I’m trucking away on book 2 of The Star Hunters trilogy. It’s going pretty well, though I did hit a few snags here and there, most recently due to confusing myself with timeline issues. Solved that by getting wild and crazy with a bunch of post-it notes and some wall space. And honestly, after using 8 different colors for different character timelines and a 9th color for random thoughts and detail ideas, I don’t feel too bad about getting stuck where I did. There was a lot of crap going down!

But even after jotting down all the major plot points and character reactions, sitting down to write the actual chapters has resulted in a few twists and turns that I did not see coming. I tend to go with the flow of those since they often lead to a more natural scene break or point of view switch than I had planned, which in turn leads to an alternate perception of events. Lance and Lissa see things differently, and a scene that started out from one character’s perspective gets a pretty different flavor when the other one takes over.

Such is how it went today. One chapter became two chapters, and when the point of view changed, the ending of the second one became a lot grimmer.

I’ve learned to let my characters and chapters do that if they need to. Yes, I’m the writer, and I have absolute control, but I still find myself breaking off in the middle of a scene to consider a possibility that did not come up in the planning stage, simply because I realize that a character might not have actually reacted this way, or a peripheral character may have had more of an impact than I could fit on a post-it note.
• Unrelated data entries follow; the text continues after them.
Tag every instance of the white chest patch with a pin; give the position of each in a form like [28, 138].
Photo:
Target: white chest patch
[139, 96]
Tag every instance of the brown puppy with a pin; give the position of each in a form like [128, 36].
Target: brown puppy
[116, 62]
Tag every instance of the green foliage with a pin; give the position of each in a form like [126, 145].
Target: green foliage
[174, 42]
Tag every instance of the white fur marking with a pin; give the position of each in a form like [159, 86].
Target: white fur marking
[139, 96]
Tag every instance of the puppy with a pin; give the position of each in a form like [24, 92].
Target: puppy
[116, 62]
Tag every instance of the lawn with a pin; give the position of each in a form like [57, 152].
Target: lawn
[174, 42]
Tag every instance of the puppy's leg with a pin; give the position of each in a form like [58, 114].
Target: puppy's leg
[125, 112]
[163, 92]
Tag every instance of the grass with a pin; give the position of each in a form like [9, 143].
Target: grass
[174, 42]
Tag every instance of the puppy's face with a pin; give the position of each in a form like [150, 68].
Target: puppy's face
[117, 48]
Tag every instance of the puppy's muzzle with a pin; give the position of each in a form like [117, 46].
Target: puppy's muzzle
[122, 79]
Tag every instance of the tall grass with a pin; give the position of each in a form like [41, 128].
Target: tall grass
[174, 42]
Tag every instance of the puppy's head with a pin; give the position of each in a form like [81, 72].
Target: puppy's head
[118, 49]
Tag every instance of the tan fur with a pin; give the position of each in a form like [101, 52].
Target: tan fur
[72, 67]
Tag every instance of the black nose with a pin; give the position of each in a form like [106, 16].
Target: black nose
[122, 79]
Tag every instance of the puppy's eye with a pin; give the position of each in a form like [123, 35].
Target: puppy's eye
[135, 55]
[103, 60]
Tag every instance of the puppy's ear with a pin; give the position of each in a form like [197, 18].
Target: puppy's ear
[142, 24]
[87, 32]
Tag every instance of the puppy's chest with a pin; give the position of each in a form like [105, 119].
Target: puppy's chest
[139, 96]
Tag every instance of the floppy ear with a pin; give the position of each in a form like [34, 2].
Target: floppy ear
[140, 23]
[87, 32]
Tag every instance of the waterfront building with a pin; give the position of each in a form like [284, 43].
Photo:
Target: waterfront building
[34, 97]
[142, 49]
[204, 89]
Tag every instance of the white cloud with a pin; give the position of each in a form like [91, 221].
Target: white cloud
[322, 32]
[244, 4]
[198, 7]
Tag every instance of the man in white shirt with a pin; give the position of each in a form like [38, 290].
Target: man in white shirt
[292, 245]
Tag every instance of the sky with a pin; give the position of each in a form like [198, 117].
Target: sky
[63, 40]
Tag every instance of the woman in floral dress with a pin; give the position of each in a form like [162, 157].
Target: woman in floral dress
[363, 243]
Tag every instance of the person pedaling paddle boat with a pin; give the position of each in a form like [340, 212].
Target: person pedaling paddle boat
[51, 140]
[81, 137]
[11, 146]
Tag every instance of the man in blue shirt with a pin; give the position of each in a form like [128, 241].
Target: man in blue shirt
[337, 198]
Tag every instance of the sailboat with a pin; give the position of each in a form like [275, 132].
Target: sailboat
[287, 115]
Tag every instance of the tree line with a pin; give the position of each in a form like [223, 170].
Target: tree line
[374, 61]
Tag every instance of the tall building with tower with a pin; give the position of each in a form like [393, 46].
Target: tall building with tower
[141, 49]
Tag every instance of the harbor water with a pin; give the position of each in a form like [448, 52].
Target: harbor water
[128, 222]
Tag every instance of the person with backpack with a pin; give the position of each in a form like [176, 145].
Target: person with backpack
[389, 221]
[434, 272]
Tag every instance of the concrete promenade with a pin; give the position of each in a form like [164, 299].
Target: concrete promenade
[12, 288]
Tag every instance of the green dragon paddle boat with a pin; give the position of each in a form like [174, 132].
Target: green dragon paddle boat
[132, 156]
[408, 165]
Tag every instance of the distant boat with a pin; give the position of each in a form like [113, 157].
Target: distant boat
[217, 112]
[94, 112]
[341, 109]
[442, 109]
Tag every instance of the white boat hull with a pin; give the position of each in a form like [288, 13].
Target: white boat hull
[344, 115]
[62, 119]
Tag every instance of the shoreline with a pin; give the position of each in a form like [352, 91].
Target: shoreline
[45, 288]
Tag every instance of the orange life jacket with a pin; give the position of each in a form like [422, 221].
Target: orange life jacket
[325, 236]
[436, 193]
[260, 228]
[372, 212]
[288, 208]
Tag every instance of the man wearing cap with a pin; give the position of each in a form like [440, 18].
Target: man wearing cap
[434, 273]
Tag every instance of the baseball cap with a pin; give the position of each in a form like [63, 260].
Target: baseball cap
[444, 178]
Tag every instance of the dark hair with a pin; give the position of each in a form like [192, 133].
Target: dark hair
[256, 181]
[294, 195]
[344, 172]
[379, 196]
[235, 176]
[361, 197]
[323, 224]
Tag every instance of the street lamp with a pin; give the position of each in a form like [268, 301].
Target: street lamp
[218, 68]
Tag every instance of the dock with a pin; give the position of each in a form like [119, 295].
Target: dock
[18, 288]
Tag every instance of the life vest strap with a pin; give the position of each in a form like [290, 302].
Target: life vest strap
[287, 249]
Often, I find that this works out for the better, even if I have to rethink some later ideas, and even if it turns out to be total crap, that’s what revisions are for.

I’ve found that trying to ignore these twists and turns tends to lead to bad writing, or even just no writing, period. There may be writers out there who can plow straight through their pre-planned ideas and never run into these snags, but in my experience, I’ve found that it’s better for me to just let go.

Sometimes, you have to sit back, and let events unfold as your characters see fit.